Among his highlights were the bands'' continued superior ratings in competition, the ROTC''s renewed status as a unit with distinction, 400 students performing in high school athletics and two National Merit finalists. He said maintaining these high rankings will be the challenge for coming years. 


He said the school is working to implement differentiated instruction and differentiated assessments, which allow teachers to instruct a student in the way best suited to their learning styles and allows for testing that takes into consideration a student''s learning style. The school is working to standardize grading policies and procedures, and trying to reach average daily attendance of 95 percent. 

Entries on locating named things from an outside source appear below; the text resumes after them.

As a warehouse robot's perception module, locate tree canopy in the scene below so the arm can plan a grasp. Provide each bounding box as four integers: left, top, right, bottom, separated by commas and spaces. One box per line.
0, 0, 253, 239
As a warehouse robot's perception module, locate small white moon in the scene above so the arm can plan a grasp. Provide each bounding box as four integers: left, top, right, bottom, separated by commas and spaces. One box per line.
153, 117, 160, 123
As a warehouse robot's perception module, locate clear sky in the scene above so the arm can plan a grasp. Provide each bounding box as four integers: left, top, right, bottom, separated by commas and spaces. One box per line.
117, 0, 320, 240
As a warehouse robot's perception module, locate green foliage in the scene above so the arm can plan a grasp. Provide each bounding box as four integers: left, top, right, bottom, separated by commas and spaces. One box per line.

Fennell said goals for the coming year are identification badges for students and strategic fencing to limit pedestrian cut-throughs across the campus. 


Stidham was optimistic about the value and role of his school. 

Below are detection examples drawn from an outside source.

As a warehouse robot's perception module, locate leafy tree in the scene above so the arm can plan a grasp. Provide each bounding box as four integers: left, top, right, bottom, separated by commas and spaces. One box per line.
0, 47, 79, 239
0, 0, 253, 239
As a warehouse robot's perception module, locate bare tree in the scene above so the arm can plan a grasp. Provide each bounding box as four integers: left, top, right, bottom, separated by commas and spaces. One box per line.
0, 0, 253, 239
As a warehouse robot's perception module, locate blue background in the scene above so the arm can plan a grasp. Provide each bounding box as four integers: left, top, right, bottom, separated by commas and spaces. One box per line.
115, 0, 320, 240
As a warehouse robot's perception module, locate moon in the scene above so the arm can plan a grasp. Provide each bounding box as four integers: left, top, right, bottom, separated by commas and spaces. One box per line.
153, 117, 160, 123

"Career and technology education is what is going to help our economy get out of the mess it''s in," Stidham said. 


He told the board recent grant funds have put them "in real good shape with equipment," but he did ask for restroom renovations at the school. He said about half the high school students complete one of the two-year programs offered at the school, a fact he called remarkable for a college town. 


He is trying to increase enrollment in the evening classes for adults, and said the career and technology school is a vital part of keeping students in school. 


"It is as important as athletics," Stidham said. "Some kids come to school to play ball. Other are here to become an auto mechanic." 


Kennedy has been director of the alternative school for less than a year, but she spoke highly of the GED opportunities, reduced disciplinary referrals and the EdOptions program that is allowing students to catch up on failed classes and graduate rather than drop out of school. 


There are currently about 70 students in the alternative school, which can take as many as 90. 


"We''re looking forward to moving into the Overstreet building," Kennedy said. 


She said the extra space will allow them to expand the numbers in their GED program, the cafeteria will make feeding easier, and the gym will eliminate the need to transport the alternative students once a week to Armstrong Middle School for physical education classes. 


Gonsoulin updated the board on the maintenance, transportation, technology and child nutrition programs, as well as federal programs. 


He said the transportation department has been working to limit emissions at the downtown bus barn, and he said the GPS units installed on the buses have reduced speeding and cut down the amount of time the buses spend idling. 


Federal money has been used to hire class size reduction teachers in the elementary grades, and he gave numbers showing the success of the summer feeding programs offered again last year at Armstrong and Ward-Stewart Elementary schools. 


"Sudduth Elementary School was awarded and recognized by USDA for achieving Silver-level status in the Healthier US Challenge," Gonsoulin said. "This is one of the highest honors a school nutrition program can achieve." 


To help lower the school drop out rate, a fourth high school counselor was hired with federal funds. 


Sewell reported on the Larry Box Environmental Center, gifted and special education programs, curriculum issues, testing and professional development. 


"We''re making sure our curriculum is aligned in all we do," Sewell told the board. 


She said the environmental center at the Noxubee National Wildlife Refuge is 100 percent booked, largely because of recent efforts to align the programs offered there with grade benchmarks. She said the district is working with other area school districts to develop pacing guides for the Mississippi Curriculum Test 2 subjects. These pacing guides let teachers know what material must be covered in a certain amount of time to ensure students are prepared for the annual testing. 


She also said she is working to create one data book for all test results, so a student''s performance through the various grades can be reviewed and the data used as an evaluation tool. 


When asked about the upcoming round of state testing, Sewell was optimistic. 


"I''m hopeful that we''ll move up in accreditation," she said. "If we don''t, it''s not because we haven''t been working real hard."